Except in the area of expression, libertarianism is a winner’s ideology. It springs from a simplistic (and exculpatory: I am not my brother’s keeper) view of human nature, presuming we all possess the knowledge, reason, strength of character, and mental and physical health to determine our own destinies regardless of our economic, political, and cultural circumstances.
It’s the mirror image of communism, which is equally obtuse about human nature in its presumption that we value cooperation, collectivism, and rationalism over everything else, including the basic desire to improve our material circumstances. Unlike communism, though, libertarianism complements the American Protestant ethos I described in an earlier post. If you’re doing well it’s because you’ve made virtuous choices, and you are solely responsible for your success; if you’re doing poorly it’s because you’ve made sinful choices, and you have no one to blame but yourself.
I don’t believe any of us have that much control over our lives. We are all contextual creatures. On the economic side, we can have plenty of talent and work really, really hard. But unless we also have some form of external approval — a job offer if we’re employees, desire for our product if we’re self-employed — we’re likely to fail.
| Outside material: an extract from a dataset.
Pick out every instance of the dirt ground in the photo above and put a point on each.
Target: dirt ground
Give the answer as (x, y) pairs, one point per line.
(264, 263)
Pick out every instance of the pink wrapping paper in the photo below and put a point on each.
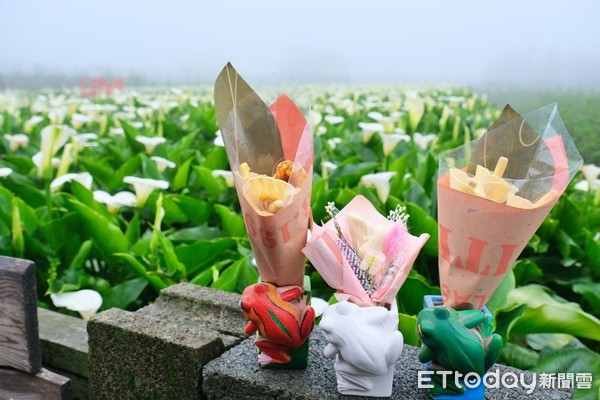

To me there’s an even bigger problem with libertarianism, though: its failure to recognize that government isn’t the only threat to liberty.
Long before there were governments (or their forerunners, tribal hierarchies) there were two coercive elements that limited personal freedom: brute force and wealth. Although libertarianism pays lip service to their mitigation by making respect for the individual rights of others a pre-condition for enjoying one’s own, its obsession with limiting government thwarts effective control of force and wealth.
On the brute force side, libertarians all but universally oppose controls on gun ownership. But I can’t think of too many physical objects more coercive than a semi-automatic rifle. That nutjob firing away from the Mandalay Bay hotel in Las Vegas on October 1 permanently deprived 58 people of their individual liberties and permanently compromised the freedom of the 546 people he injured.
On the wealth side — does this really require proof? — we need look no further than the Harvey Weinstein scandal. Every day another actress discloses that the skeevy Hollywood producer made her unwanted sexual submission a condition of advancing her career. (And let’s not forget our billionaire president bragging about his entitlement to women’s crotches.) The standard libertarian response to anti-discrimination and sexual harassment law, as embodied by Rand Paul, Congress’s most overt libertarian, has been downright inhumane.
Hey, I’m all for hard work and self-reliance. But I don’t think someone’s inability — or even conscious refusal — to live by the American Protestant ethos relieves us of an obligation to provide for that person’s basic well-being.
And as someone I knew back in the Eighties memorably observed, the only tool we have to fight Big Power and Big Money is Big Government.
I hope to reflect on what I consider more mature and compassionate approaches to freedom in a couple of future posts.